The Other 60 Percent

A new tool in schools’ mental health tool box

Using Crayola markers set on each round table, small groups of adults from the Greeley area — school outreach workers, Boys and Girls Club staff and foster parents — created poster-sized pictures of what mental health problems look like. Glum stick figures sat under rain clouds, a face contorted from happy to sad and a placid face showed no outward signs of distress.

The pictures were just one of several hands-on activities sprinkled throughout a recent day-long training that aims to teach lay-people the signs of mental health or substance abuse problems in youth, and give them action steps to follow when they spot trouble.

Called Youth Mental Health First Aid, the training originated in Australia and was unveiled in Colorado last year. There is also an adult version of the training, introduced here in 2008, called Mental Health First Aid or MHFA.

Both are gaining momentum in what mental health advocates say is a welcome development in a state saddled with one of the highest suicide rates in the country and more than its fair share of school tragedies, including a deadly shooting at Centennial’s Arapahoe High School in December and a self-immolation at Westminster’s Standley Lake High School in January.
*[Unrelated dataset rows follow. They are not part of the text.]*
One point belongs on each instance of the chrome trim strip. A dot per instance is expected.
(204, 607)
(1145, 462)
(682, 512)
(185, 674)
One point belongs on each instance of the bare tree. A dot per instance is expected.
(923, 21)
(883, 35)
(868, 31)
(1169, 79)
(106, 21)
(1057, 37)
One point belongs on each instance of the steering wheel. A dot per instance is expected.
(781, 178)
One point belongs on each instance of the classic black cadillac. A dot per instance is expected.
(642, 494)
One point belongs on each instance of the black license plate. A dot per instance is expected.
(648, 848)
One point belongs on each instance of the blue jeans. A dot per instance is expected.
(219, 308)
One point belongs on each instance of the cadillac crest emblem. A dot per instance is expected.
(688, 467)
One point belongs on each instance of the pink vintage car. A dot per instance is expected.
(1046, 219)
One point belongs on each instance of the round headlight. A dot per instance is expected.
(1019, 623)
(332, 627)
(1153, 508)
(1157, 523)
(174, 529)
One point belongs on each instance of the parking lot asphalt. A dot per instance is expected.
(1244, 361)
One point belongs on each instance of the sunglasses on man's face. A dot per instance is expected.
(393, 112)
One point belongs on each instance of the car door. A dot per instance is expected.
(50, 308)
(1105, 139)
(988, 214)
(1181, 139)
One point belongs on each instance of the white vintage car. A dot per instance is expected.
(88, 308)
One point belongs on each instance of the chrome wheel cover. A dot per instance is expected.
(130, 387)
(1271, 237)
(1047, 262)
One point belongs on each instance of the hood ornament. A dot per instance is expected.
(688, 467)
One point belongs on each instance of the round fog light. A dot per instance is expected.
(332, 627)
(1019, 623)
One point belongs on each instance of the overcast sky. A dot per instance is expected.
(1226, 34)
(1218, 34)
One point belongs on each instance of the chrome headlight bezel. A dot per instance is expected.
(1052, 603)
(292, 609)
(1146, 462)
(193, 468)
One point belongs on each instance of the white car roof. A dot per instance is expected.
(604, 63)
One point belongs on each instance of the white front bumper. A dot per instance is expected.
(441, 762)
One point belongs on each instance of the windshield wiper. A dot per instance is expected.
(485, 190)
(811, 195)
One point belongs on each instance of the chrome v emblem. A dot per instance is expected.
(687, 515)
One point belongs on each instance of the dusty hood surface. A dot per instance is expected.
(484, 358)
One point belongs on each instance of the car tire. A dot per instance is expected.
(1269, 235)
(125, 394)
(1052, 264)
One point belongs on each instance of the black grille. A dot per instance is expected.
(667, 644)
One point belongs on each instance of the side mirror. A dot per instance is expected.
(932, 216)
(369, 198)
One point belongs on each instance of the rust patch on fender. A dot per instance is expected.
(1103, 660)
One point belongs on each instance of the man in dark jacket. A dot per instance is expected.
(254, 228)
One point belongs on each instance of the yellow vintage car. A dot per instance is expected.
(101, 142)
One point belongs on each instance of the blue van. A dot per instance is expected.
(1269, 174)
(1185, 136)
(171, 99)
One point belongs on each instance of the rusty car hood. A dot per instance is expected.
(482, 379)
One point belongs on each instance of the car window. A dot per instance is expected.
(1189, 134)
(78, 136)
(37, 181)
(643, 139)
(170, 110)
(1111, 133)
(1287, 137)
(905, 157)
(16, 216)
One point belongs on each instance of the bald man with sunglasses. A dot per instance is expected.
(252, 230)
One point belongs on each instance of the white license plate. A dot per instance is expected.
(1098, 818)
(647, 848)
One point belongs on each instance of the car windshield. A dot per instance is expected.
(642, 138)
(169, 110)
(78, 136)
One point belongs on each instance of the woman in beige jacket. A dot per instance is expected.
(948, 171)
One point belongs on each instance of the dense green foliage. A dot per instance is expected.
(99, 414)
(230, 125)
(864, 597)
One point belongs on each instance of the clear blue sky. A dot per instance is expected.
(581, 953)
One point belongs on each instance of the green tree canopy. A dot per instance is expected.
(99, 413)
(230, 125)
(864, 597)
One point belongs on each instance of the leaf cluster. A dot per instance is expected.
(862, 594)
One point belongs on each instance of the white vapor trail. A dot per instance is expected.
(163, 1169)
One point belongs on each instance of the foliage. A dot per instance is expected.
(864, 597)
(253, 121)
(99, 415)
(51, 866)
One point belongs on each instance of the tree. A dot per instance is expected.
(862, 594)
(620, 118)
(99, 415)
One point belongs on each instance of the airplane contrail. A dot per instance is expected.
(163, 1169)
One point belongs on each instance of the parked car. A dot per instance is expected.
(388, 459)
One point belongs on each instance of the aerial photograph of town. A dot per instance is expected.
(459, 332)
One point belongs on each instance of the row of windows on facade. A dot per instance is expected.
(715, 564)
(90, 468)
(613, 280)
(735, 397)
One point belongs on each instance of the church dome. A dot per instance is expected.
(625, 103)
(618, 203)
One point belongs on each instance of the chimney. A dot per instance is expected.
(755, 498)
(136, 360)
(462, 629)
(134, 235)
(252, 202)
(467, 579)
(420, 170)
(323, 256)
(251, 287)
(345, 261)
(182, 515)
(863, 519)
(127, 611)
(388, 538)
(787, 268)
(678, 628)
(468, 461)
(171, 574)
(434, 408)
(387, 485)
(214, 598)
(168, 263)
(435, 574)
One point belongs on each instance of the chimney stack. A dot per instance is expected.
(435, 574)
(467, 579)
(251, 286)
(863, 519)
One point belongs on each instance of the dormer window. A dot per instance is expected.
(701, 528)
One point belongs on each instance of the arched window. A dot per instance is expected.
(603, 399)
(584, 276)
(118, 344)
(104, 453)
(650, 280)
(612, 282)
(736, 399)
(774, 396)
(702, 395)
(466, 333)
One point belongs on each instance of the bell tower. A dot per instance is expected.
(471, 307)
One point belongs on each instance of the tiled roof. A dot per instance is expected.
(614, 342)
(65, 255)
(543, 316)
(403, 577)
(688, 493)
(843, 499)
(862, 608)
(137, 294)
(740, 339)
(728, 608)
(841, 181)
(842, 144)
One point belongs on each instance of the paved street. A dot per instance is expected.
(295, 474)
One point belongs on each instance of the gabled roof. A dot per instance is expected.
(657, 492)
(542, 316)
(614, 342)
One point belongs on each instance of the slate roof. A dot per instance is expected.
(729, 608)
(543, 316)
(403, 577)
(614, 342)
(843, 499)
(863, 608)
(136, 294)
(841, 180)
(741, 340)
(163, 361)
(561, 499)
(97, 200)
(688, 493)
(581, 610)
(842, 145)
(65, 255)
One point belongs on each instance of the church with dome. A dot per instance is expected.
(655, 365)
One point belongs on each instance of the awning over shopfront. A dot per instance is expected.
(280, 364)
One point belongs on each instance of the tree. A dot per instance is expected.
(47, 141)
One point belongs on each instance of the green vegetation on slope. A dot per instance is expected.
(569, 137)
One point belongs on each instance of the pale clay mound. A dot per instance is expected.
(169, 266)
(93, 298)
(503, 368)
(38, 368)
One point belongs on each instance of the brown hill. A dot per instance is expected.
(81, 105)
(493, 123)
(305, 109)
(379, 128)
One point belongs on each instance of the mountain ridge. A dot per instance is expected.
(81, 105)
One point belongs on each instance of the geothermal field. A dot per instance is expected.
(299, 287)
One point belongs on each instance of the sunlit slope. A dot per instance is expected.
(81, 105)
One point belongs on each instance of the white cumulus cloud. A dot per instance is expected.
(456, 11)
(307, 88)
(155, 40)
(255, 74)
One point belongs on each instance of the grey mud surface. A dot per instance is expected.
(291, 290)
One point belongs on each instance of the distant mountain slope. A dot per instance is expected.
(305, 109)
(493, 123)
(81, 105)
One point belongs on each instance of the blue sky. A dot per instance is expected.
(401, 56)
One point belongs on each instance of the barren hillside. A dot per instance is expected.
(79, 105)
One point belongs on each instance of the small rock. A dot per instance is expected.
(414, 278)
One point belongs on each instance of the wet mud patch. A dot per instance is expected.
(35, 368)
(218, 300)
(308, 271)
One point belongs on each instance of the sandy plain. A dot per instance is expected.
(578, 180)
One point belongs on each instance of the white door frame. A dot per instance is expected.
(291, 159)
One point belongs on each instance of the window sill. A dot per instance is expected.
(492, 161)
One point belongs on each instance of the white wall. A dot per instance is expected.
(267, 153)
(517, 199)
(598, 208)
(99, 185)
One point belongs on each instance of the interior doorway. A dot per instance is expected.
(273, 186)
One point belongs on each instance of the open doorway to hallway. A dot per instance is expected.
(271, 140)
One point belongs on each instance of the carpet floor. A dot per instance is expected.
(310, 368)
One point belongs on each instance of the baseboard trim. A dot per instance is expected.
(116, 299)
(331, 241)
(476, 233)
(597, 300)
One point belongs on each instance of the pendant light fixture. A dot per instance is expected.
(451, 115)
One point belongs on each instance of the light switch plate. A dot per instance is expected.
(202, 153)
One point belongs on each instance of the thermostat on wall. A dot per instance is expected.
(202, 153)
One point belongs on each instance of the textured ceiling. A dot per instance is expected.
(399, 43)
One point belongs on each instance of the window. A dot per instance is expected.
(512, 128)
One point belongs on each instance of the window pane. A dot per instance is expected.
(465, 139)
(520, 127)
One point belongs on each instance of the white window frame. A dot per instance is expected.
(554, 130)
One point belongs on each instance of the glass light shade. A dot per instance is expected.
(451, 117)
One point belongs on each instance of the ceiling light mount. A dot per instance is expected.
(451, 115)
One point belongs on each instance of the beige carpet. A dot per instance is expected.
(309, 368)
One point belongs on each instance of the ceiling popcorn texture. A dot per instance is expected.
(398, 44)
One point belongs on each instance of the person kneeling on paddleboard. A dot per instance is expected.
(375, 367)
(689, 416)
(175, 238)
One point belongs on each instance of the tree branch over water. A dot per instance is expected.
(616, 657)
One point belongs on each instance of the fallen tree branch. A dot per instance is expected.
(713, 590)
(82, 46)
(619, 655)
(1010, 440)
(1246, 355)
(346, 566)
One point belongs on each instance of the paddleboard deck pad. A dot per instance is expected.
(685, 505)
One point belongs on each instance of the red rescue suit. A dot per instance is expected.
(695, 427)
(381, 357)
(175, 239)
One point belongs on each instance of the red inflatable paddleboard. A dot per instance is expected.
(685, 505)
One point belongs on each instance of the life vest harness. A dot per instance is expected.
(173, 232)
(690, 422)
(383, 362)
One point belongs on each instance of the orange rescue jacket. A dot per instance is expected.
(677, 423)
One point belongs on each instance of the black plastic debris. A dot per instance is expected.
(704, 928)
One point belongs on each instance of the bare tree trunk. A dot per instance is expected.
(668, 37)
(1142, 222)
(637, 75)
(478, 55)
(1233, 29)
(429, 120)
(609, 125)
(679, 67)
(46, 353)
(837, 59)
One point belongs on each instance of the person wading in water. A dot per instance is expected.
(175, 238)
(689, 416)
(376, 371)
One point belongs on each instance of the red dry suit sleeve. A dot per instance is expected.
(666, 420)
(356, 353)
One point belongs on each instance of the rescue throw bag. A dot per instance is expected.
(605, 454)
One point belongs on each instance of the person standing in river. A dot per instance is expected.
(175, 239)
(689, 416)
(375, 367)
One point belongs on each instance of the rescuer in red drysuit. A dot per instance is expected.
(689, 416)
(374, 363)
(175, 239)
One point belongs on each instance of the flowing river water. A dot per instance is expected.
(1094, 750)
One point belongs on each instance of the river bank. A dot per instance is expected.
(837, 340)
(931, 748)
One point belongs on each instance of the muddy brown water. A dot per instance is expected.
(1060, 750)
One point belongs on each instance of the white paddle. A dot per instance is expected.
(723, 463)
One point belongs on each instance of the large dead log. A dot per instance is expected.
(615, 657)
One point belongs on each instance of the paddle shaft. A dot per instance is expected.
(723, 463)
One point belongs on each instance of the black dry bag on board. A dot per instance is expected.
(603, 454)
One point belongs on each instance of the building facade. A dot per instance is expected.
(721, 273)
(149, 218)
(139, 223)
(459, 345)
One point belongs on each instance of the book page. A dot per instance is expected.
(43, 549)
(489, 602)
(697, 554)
Olga Gonzalez, a community outreach worker who participated in the recent Greeley training, said she regularly fields questions from parents who are worried about their children but don’ t know where to turn. She recounted how one family she’d worked with discovered their son had started using drugs. Another learned that their son had stolen credit card information from a customer while manning the cash register at the family’s store.

“He has money in a savings account, you know. He just did it,” she said. “I wasn’t sure what kind of support he needs.”

Youth Mental Health First Aid aims to answer such questions for people who are not mental health professionals but who work closely with young people and their families. The target audience includes lay-people like teachers, coaches, guidance counselors, school nurses and even bus drivers.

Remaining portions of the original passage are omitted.